There is no reason to risk what you have and need for what you don’t have and don’t need.
It’s one of those things that’s as obvious as it is overlooked.
Few of us will ever have $100 million, as Gupta or Madoff did. But a measurable percentage of those reading this book will, at some point in their life, earn a salary or have a sum of money sufficient to cover every reasonable thing they need and a lot of what they want.
If you’re one of them, remember a few things.
The hardest financial skill is getting the goalpost to stop moving.
But it’s one of the most important. If expectations rise with results there is no logic in striving for more because you’ll feel the same after putting in extra effort. It gets dangerous when the taste of having more—more money, more power, more prestige—increases ambition faster than satisfaction. In that case one step forward pushes the goalpost two steps ahead. You feel as if you’re falling behind, and the only way to catch up is to take greater and greater amounts of risk.
Modern capitalism is a pro at two things: generating wealth and generating envy. Perhaps they go hand in hand; wanting to surpass your peers can be the fuel of hard work. But life isn’t any fun without a sense of enough. Happiness, as it’s said, is just results minus expectations.
2. Social comparison is the problem here.

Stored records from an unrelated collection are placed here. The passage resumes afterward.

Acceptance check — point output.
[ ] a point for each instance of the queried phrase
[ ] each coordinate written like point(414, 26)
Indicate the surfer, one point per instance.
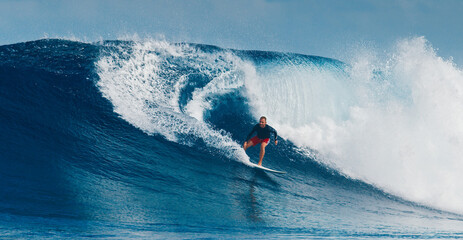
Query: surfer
point(263, 137)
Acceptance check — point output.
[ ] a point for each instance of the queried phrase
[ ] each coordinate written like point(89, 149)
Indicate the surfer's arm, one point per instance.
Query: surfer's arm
point(272, 130)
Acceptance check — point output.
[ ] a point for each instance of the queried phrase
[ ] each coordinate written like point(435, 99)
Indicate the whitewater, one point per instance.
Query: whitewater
point(142, 139)
point(394, 123)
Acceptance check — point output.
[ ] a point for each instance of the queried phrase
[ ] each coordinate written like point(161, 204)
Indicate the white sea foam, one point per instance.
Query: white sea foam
point(144, 84)
point(394, 123)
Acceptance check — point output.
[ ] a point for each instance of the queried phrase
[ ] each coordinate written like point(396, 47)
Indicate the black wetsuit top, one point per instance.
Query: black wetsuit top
point(262, 133)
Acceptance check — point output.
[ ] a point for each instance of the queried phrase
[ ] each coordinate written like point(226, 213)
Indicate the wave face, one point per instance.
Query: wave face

Consider a rookie baseball player who earns $500,000 a year. He is, by any definition, rich. But say he plays on the same team as Mike Trout, who has a 12-year, $430 million contract. By comparison, the rookie is broke. But then think about Mike Trout. Thirty-six million dollars per year is an insane amount of money. But to make it on the list of the top-ten highest-paid hedge fund managers in 2018 you needed to earn at least $340 million in one year.¹⁴ That’s who people like Trout might compare their incomes to. And the hedge fund manager who makes $340 million per year compares himself to the top five hedge fund managers, who earned at least $770 million in 2018. Those top managers can look ahead to people like Warren Buffett, whose personal fortune increased by $3.5 billion in 2018. And someone like Buffett could look ahead to Jeff Bezos, whose net worth increased by $24 billion in 2018
—a sum that equates to more per hour than the “rich” baseball player made in a full year.

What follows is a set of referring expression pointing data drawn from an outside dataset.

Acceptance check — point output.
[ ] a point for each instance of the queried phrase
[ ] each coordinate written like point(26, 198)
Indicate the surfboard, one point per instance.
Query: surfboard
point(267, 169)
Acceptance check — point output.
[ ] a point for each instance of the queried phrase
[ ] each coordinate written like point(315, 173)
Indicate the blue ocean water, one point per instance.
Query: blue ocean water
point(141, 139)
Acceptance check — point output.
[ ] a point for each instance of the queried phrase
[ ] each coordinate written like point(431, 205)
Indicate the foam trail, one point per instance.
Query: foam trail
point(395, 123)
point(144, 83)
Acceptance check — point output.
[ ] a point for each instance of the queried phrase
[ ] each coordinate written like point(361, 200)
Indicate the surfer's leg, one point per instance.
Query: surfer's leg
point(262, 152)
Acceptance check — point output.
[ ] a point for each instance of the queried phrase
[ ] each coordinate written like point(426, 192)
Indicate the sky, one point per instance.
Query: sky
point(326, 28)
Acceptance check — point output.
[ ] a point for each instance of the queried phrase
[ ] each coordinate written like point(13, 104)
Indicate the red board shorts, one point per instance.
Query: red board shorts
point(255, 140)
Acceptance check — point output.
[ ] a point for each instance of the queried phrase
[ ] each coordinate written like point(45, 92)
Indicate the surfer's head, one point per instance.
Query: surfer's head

The point is that the ceiling of social comparison is so high that virtually no one will ever hit it. Which means it’s a battle that can never be won, or that the only way to win is to not fight to begin with—to accept that you might have enough, even if it’s less than those around you.
A friend of mine makes an annual pilgrimage to Las Vegas. One year he asked a dealer: What games do you play, and what casinos do you play in? The dealer, stone-cold serious, replied: “The only way to win in a Las Vegas casino is to exit as soon as you enter.”
That’s exactly how the game of trying to keep up with other people’s wealth works, too.